The cancer medicine market is huge. The market researcher IMS Health has predicted that worldwide cancer drug sales will rise by 17 – 20% a year through 2010. By then the cancer medicine market will have reached a staggering US $62 - $70 billion. To a small biotechnology drug company, the results of a single drug trial can make or break the company. An example of what positive trial results can do for the fortune of a biotechnology company is Onyx Pharmaceutical Inc. Onyx Pharmaceutical developed a new molecular drug, called Nexavar (the generic name is sorafenib) which has been approved for treating kidney cancer. The drug was then subsequently used in a trial for patients with incurable liver cancer (also called hepatocellular carcinoma or hepatoma). In February this year, the trial was stopped prematurely by the investigators because patients treated with sorafenib survived significantly longer than those who received placebo. When the news about the premature termination of the trial due to positive results was announced, the stock price of Onyx Pharmaceutical went from $12.26 to $24.15 overnight! By 1st June the share price had reached $30.88. At the weekend of 3rd June, the formal trial results on the use of sorafenib in patients with liver cancer were presented at ASCO. On Monday, 5th June, Onyx stock opened at $34.00, a 10.1% increase!

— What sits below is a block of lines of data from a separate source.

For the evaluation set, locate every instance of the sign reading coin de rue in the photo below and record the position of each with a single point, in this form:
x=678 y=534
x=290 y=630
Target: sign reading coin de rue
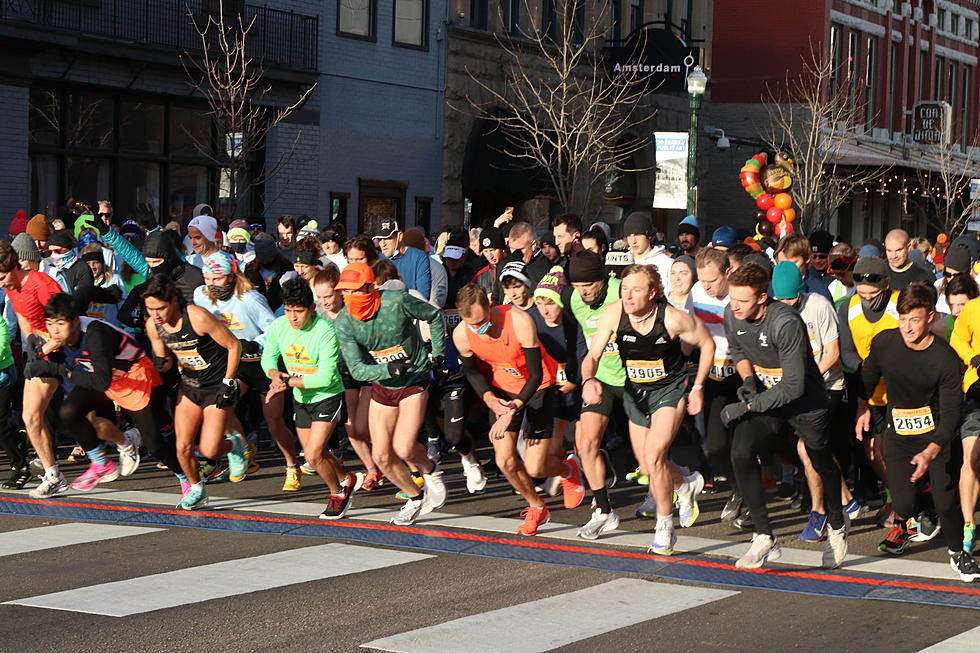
x=932 y=123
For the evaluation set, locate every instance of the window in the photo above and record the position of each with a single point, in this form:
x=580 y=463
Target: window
x=356 y=18
x=410 y=23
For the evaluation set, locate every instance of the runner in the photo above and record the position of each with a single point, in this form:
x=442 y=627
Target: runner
x=380 y=327
x=522 y=382
x=649 y=333
x=308 y=347
x=922 y=375
x=769 y=344
x=207 y=355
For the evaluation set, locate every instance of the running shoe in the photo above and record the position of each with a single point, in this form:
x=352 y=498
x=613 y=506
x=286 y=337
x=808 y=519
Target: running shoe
x=964 y=565
x=95 y=474
x=237 y=460
x=816 y=528
x=732 y=509
x=194 y=499
x=409 y=513
x=764 y=548
x=648 y=508
x=895 y=542
x=664 y=537
x=599 y=523
x=572 y=490
x=835 y=548
x=687 y=499
x=50 y=487
x=435 y=490
x=928 y=529
x=476 y=480
x=19 y=476
x=533 y=518
x=292 y=482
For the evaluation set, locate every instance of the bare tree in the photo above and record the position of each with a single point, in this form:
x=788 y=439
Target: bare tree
x=563 y=110
x=239 y=98
x=817 y=122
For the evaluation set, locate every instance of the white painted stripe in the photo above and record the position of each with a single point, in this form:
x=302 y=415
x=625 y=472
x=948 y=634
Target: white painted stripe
x=556 y=621
x=685 y=543
x=222 y=579
x=963 y=643
x=59 y=535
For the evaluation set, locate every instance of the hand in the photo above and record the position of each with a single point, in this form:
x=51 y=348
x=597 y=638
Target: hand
x=42 y=367
x=732 y=413
x=228 y=395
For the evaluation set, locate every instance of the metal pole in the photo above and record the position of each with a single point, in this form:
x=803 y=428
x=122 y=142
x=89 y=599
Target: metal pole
x=694 y=102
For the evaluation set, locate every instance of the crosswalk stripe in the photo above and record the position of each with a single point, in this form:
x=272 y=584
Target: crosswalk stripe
x=59 y=535
x=963 y=643
x=222 y=579
x=556 y=621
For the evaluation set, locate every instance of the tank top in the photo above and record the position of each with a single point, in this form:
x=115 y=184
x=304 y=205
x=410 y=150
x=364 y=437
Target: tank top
x=653 y=360
x=202 y=361
x=505 y=356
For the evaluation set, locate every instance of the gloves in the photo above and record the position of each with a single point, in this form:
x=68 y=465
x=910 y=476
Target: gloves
x=228 y=395
x=398 y=369
x=748 y=390
x=733 y=412
x=42 y=367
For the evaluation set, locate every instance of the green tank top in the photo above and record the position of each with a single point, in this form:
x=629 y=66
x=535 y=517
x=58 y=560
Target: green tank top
x=610 y=370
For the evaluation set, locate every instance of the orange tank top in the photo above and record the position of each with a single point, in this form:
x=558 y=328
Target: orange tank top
x=506 y=358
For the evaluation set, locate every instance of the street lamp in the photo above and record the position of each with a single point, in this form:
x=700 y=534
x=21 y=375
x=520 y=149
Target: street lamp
x=697 y=81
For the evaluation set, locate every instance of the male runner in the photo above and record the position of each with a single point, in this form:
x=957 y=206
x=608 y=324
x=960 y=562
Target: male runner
x=380 y=343
x=922 y=375
x=769 y=344
x=208 y=356
x=649 y=333
x=523 y=376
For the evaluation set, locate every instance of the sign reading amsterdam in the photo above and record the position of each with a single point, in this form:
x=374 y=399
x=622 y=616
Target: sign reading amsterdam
x=932 y=123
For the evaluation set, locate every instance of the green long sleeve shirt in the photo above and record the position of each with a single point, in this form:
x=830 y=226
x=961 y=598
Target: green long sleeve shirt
x=309 y=353
x=391 y=335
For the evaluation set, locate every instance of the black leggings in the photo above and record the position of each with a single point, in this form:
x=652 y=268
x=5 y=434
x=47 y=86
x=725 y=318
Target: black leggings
x=943 y=477
x=81 y=401
x=760 y=435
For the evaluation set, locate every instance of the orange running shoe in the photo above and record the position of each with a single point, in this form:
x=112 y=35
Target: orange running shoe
x=533 y=517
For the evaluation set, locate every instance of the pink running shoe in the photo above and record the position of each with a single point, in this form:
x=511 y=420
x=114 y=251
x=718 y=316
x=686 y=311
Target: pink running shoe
x=96 y=474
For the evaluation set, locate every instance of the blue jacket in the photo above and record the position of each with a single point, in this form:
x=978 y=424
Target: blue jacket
x=413 y=265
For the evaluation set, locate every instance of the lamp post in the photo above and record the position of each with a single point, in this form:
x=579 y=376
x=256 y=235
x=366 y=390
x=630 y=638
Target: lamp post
x=697 y=81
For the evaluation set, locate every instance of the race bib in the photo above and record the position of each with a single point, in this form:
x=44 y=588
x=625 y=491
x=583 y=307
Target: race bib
x=769 y=376
x=913 y=421
x=722 y=369
x=395 y=353
x=645 y=371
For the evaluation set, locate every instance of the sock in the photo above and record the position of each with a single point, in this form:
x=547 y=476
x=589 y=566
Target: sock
x=97 y=455
x=602 y=501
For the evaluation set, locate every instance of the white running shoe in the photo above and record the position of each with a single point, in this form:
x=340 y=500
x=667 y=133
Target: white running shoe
x=835 y=548
x=434 y=489
x=598 y=524
x=476 y=480
x=764 y=548
x=687 y=499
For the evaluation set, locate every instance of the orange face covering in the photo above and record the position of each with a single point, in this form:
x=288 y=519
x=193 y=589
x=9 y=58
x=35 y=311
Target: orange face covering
x=363 y=307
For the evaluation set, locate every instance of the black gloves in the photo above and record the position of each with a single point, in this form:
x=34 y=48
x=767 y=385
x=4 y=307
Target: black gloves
x=228 y=395
x=733 y=412
x=398 y=369
x=42 y=367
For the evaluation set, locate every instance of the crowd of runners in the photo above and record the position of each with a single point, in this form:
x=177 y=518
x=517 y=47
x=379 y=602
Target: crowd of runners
x=841 y=378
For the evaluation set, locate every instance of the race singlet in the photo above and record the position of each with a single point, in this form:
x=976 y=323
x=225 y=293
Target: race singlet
x=913 y=421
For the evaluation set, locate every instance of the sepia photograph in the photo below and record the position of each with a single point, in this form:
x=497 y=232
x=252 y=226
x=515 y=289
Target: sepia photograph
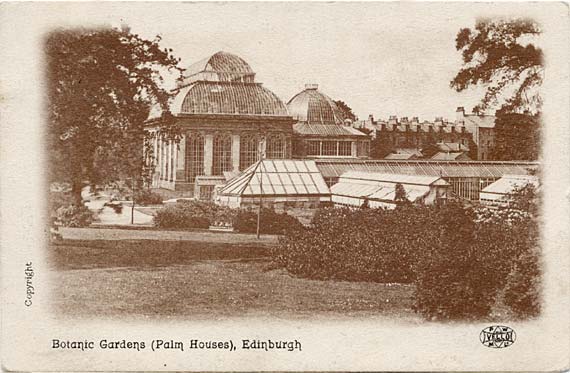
x=266 y=177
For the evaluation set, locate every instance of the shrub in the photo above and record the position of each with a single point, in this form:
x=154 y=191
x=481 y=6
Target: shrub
x=458 y=263
x=522 y=291
x=270 y=221
x=73 y=216
x=147 y=197
x=353 y=245
x=193 y=214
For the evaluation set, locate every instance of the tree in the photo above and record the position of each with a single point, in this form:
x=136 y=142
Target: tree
x=400 y=195
x=517 y=137
x=101 y=86
x=499 y=54
x=346 y=110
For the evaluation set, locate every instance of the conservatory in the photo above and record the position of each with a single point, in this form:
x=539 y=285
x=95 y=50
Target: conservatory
x=277 y=183
x=379 y=189
x=228 y=121
x=500 y=191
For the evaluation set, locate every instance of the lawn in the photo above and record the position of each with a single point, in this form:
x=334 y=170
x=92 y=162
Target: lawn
x=198 y=280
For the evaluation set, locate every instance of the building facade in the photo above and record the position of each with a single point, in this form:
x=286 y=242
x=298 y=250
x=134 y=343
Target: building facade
x=466 y=132
x=228 y=121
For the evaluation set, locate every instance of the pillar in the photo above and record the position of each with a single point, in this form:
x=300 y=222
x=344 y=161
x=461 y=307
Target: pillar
x=171 y=161
x=235 y=152
x=208 y=154
x=181 y=159
x=162 y=164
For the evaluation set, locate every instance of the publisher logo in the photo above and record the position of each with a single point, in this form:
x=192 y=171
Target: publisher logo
x=497 y=336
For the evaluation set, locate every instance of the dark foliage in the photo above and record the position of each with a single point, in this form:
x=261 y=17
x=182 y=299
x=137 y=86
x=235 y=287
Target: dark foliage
x=271 y=222
x=462 y=261
x=101 y=85
x=73 y=216
x=500 y=55
x=189 y=215
x=517 y=137
x=201 y=215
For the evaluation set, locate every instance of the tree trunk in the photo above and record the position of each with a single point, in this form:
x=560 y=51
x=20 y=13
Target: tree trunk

Before you rush out to speculate on pharmaceutical and biotechnology companies, you should also realize that you could lose a lot of money if you get it wrong. An example is Dendreon Corp. who developed a cancer vaccine called Provenge to be used in treating patients with prostate cancer. On 29th March the stock closed at $5.22. On the following day, the US Food and Drug Administration (FDA) advisory panel voted to recommend to FDA that Provenge should be approved. On 30th March the stock ended the day at $12.93, a 147.7% increase overnight!! The speculators and investors piled in and the stock reached an all time closing high of $23.58 on 9th April. Over the next month, the stock traded between a low of $15.03 and $19.39. On the morning of 9th May the FDA informed Dendreon Corp. that it required more data before it could make a decision on its approval. The stock price fell precipitously from the overnight level of $17.74 to close at $6.33 on that day! On 1st June, the stock closed at $8.10. At the ASCO meeting, no one spoke about Provenge.

These speculators and investors are merely betting on the potential outcome of a drug trial in order to make a financial gain. The patients on whom the new drugs are being tested on are also making a bet. However, these patients are betting with their life. They are hoping that the new drug just might buy them some extra time. Indeed, these patients are making the ultimate bet! Without them medical science cannot advance as we will not know if our theory about the function of the new drug is correct or wrong. The medical community and future patients owe much to these patients who take part in drug trials.